Cerebrovasculature and Cognition in Middle Aged Adults At Risk for Alzheimer's Disease
Mason, Emily Jo
Alzheimer’s disease (AD) is the most common form of dementia. There is currently no treatment that will delay, halt, or prevent the onset of AD. If a disease modifying therapy were to be implemented, it has been proposed that the earliest stages of the disease must be identified to target individuals in whom treatment would be most effective. The aim of this study was to examine subtle changes in cognition and physiology in middle aged (40-60 years old) subjects at increased risk for AD due to family history. To accomplish this, the project used cognitive tasks that were developed to target specific subregions of the medial temporal lobe, the first area of the brain impacted by AD pathology. Additionally, neuroimaging was used to characterize cerebrovascular function using two metrics: cerebral blood flow (CBF) and cerebrovascular reactivity (CVR).
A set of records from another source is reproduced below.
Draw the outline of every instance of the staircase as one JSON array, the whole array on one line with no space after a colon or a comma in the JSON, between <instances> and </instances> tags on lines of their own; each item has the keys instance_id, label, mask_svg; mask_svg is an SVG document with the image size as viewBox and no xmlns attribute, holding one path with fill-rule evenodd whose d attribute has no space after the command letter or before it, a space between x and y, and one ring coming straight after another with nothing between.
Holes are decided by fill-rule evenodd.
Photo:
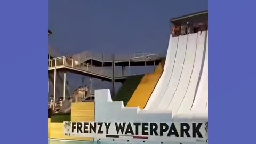
<instances>
[{"instance_id":1,"label":"staircase","mask_svg":"<svg viewBox=\"0 0 256 144\"><path fill-rule=\"evenodd\" d=\"M144 75L141 75L128 77L117 92L114 101L123 101L125 106L143 76Z\"/></svg>"}]
</instances>

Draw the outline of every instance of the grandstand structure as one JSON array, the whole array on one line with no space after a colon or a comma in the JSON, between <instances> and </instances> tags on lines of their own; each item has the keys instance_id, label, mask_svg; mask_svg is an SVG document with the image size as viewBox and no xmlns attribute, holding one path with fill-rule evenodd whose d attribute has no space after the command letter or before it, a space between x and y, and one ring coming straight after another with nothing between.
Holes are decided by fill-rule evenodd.
<instances>
[{"instance_id":1,"label":"grandstand structure","mask_svg":"<svg viewBox=\"0 0 256 144\"><path fill-rule=\"evenodd\" d=\"M171 19L175 26L207 21L207 11ZM183 133L181 137L148 135L140 139L121 135L123 137L119 138L114 135L115 132L113 130L108 131L109 135L114 135L111 138L105 133L84 135L87 136L83 137L66 137L63 134L63 123L52 121L49 126L49 137L108 142L115 141L118 143L207 143L208 29L177 36L170 35L165 58L157 57L156 59L151 62L158 65L153 73L125 77L115 99L109 89L97 90L94 101L73 103L69 119L61 122L201 123L203 125L198 131L202 137L186 137ZM98 67L100 67L100 64L101 67L104 65L99 62ZM115 64L109 63L110 66ZM176 127L177 131L181 132L185 128L180 126Z\"/></svg>"},{"instance_id":2,"label":"grandstand structure","mask_svg":"<svg viewBox=\"0 0 256 144\"><path fill-rule=\"evenodd\" d=\"M48 35L50 36L52 34L52 32L49 30ZM58 55L55 53L49 45L48 71L49 79L54 87L54 110L57 93L60 95L62 93L64 100L66 97L67 73L110 82L112 83L112 94L114 95L115 82L123 83L127 78L134 76L133 74L125 73L125 67L157 66L162 59L159 54L145 53L115 55L82 52L71 56L57 56ZM116 70L117 67L122 67L122 70ZM63 77L61 76L62 74Z\"/></svg>"}]
</instances>

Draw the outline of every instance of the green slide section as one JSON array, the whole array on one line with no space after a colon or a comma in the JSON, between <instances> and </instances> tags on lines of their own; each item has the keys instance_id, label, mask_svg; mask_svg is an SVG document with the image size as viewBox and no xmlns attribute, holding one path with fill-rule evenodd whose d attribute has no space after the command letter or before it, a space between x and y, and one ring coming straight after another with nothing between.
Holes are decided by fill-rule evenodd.
<instances>
[{"instance_id":1,"label":"green slide section","mask_svg":"<svg viewBox=\"0 0 256 144\"><path fill-rule=\"evenodd\" d=\"M123 101L124 105L126 106L143 76L144 75L141 75L128 77L116 95L114 101Z\"/></svg>"}]
</instances>

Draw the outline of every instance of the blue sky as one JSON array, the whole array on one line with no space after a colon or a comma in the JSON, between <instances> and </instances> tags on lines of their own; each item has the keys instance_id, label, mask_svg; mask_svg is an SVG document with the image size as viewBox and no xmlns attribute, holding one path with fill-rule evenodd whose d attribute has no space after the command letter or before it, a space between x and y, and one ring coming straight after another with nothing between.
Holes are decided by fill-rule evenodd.
<instances>
[{"instance_id":1,"label":"blue sky","mask_svg":"<svg viewBox=\"0 0 256 144\"><path fill-rule=\"evenodd\" d=\"M49 1L53 32L49 42L63 55L85 51L166 54L170 19L207 8L205 0ZM73 89L81 83L76 83L76 77L70 80ZM95 83L101 88L101 81Z\"/></svg>"}]
</instances>

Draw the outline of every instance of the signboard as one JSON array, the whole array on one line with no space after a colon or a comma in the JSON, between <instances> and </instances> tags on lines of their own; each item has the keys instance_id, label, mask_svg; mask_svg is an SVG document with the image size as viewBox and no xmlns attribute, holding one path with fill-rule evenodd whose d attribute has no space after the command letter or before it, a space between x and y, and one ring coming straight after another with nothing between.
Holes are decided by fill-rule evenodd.
<instances>
[{"instance_id":1,"label":"signboard","mask_svg":"<svg viewBox=\"0 0 256 144\"><path fill-rule=\"evenodd\" d=\"M208 142L203 123L64 122L64 127L66 136Z\"/></svg>"}]
</instances>

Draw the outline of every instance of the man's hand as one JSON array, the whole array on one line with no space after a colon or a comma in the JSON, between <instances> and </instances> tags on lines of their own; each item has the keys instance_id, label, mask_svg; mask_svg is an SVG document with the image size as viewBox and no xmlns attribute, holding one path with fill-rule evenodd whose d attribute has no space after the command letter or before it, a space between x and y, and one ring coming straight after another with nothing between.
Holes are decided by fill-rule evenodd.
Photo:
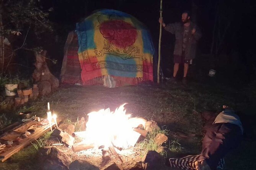
<instances>
[{"instance_id":1,"label":"man's hand","mask_svg":"<svg viewBox=\"0 0 256 170\"><path fill-rule=\"evenodd\" d=\"M162 23L162 25L163 27L165 27L165 24L163 22L162 18L160 18L159 19L158 19L158 21L159 21L160 23Z\"/></svg>"},{"instance_id":2,"label":"man's hand","mask_svg":"<svg viewBox=\"0 0 256 170\"><path fill-rule=\"evenodd\" d=\"M192 35L194 35L195 34L195 32L196 32L196 29L194 28L192 29L192 30L191 32L191 34L192 34Z\"/></svg>"}]
</instances>

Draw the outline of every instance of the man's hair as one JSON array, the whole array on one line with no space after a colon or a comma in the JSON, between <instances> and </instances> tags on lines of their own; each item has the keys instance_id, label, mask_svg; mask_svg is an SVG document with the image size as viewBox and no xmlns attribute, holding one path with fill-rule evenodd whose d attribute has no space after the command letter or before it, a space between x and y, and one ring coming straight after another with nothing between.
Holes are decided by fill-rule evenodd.
<instances>
[{"instance_id":1,"label":"man's hair","mask_svg":"<svg viewBox=\"0 0 256 170\"><path fill-rule=\"evenodd\" d=\"M186 13L188 14L188 17L190 16L191 18L190 12L188 10L183 11L183 12L182 13L184 14L184 13Z\"/></svg>"}]
</instances>

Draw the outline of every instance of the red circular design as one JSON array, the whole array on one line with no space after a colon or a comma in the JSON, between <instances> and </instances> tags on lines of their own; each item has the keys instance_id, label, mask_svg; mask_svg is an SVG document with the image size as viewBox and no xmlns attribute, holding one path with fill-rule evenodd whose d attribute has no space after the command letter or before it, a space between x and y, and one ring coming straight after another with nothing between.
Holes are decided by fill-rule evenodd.
<instances>
[{"instance_id":1,"label":"red circular design","mask_svg":"<svg viewBox=\"0 0 256 170\"><path fill-rule=\"evenodd\" d=\"M122 20L105 21L99 26L99 30L111 44L123 49L132 45L137 38L135 27Z\"/></svg>"}]
</instances>

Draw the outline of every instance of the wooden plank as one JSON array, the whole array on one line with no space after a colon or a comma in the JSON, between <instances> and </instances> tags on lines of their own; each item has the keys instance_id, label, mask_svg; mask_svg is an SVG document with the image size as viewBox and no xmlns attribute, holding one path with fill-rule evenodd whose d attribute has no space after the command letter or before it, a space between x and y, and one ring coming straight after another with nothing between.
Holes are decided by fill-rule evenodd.
<instances>
[{"instance_id":1,"label":"wooden plank","mask_svg":"<svg viewBox=\"0 0 256 170\"><path fill-rule=\"evenodd\" d=\"M58 123L59 123L61 121L60 119L57 119L57 120ZM32 121L29 120L29 121ZM30 123L28 122L28 123L30 124ZM55 124L53 124L52 126L54 127L54 125ZM37 126L35 125L34 126L37 127ZM36 127L35 132L29 135L28 138L23 139L21 143L20 144L14 143L11 146L5 147L4 149L1 151L0 151L0 160L2 162L3 162L13 154L20 151L30 144L31 142L39 138L43 134L49 131L50 129L50 125L48 124L42 127Z\"/></svg>"}]
</instances>

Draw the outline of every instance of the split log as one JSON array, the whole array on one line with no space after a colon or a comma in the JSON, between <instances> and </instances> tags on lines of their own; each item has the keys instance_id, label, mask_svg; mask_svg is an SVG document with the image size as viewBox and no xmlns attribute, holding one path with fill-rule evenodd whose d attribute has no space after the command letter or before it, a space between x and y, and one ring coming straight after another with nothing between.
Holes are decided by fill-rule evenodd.
<instances>
[{"instance_id":1,"label":"split log","mask_svg":"<svg viewBox=\"0 0 256 170\"><path fill-rule=\"evenodd\" d=\"M121 162L123 163L123 160L122 160L121 157L118 155L118 154L117 154L117 152L116 152L114 147L113 146L110 146L108 148L109 149L111 153L114 155L117 159L119 159L121 161Z\"/></svg>"},{"instance_id":2,"label":"split log","mask_svg":"<svg viewBox=\"0 0 256 170\"><path fill-rule=\"evenodd\" d=\"M72 150L74 152L78 152L80 151L89 149L94 148L94 144L86 144L80 143L73 144L72 146Z\"/></svg>"},{"instance_id":3,"label":"split log","mask_svg":"<svg viewBox=\"0 0 256 170\"><path fill-rule=\"evenodd\" d=\"M147 136L147 135L148 133L148 131L147 130L142 130L142 129L136 128L134 128L133 130L136 132L138 132L138 133L141 135L141 136L145 138L146 137L146 136Z\"/></svg>"},{"instance_id":4,"label":"split log","mask_svg":"<svg viewBox=\"0 0 256 170\"><path fill-rule=\"evenodd\" d=\"M54 129L52 136L61 137L61 141L70 146L72 146L74 143L74 138L59 128Z\"/></svg>"},{"instance_id":5,"label":"split log","mask_svg":"<svg viewBox=\"0 0 256 170\"><path fill-rule=\"evenodd\" d=\"M73 138L80 137L84 138L85 136L86 132L85 131L76 132L72 133L72 137Z\"/></svg>"}]
</instances>

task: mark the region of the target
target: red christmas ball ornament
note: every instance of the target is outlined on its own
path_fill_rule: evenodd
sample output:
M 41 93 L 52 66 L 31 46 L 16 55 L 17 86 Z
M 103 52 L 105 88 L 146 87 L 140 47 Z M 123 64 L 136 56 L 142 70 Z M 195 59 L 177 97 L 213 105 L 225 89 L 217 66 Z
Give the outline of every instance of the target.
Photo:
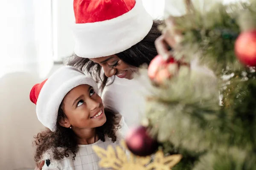
M 158 147 L 157 141 L 148 134 L 147 128 L 142 126 L 132 130 L 128 133 L 126 143 L 131 152 L 140 156 L 150 155 L 154 153 Z
M 150 79 L 157 84 L 162 84 L 166 79 L 171 78 L 178 71 L 178 65 L 173 57 L 166 61 L 158 55 L 151 61 L 148 69 Z
M 240 34 L 235 42 L 235 52 L 243 64 L 256 65 L 256 30 Z

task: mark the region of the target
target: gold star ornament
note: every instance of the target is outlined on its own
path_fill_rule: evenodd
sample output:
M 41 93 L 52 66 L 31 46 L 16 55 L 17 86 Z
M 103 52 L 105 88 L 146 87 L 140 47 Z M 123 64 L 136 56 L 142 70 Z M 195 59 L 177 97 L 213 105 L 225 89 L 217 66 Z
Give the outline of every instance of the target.
M 93 149 L 101 160 L 99 165 L 102 168 L 114 170 L 171 170 L 182 158 L 181 155 L 164 156 L 163 151 L 158 150 L 151 159 L 150 156 L 140 157 L 131 153 L 127 154 L 127 147 L 124 141 L 121 147 L 116 149 L 109 145 L 105 150 L 97 146 Z

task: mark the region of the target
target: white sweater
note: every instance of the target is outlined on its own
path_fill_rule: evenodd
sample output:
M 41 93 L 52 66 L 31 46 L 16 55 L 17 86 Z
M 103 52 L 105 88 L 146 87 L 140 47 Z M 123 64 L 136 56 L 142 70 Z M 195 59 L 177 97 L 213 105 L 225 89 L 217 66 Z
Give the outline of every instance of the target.
M 113 83 L 106 86 L 102 94 L 105 108 L 120 113 L 128 128 L 138 125 L 145 112 L 145 97 L 150 94 L 147 75 L 143 74 L 131 80 L 114 76 L 110 80 Z M 121 123 L 125 123 L 123 121 Z

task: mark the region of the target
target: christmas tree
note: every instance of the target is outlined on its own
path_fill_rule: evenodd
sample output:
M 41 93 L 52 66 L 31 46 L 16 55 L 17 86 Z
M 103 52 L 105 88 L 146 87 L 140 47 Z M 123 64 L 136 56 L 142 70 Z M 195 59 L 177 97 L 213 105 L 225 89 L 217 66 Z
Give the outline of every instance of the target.
M 137 155 L 158 149 L 176 160 L 137 169 L 256 169 L 256 0 L 211 6 L 205 1 L 205 10 L 185 1 L 187 14 L 170 16 L 161 28 L 165 38 L 177 38 L 169 59 L 158 56 L 149 66 L 155 88 L 146 128 L 132 133 L 127 146 Z M 138 135 L 144 141 L 134 144 Z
Finally, the relationship between cognitive testing and cerebrovascular function was analyzed. Results showed that the at risk group performed worse on a number of cognitive tests targeting subregions first affected by AD pathology. In contrast, there were no differences between groups in cerebrovascular function or brain volumes. However, CVR correlated with several cognitive tests in the at risk group. These results indicate that there are subtle cognitive differences between middle aged subjects at risk for AD and control subjects, and these differences are likely driven by AD pathology. While there were no group differences in neurovascular function, it is possible that cerebrovascular reactivity may influence individual cognitive performance in these at risk subjects.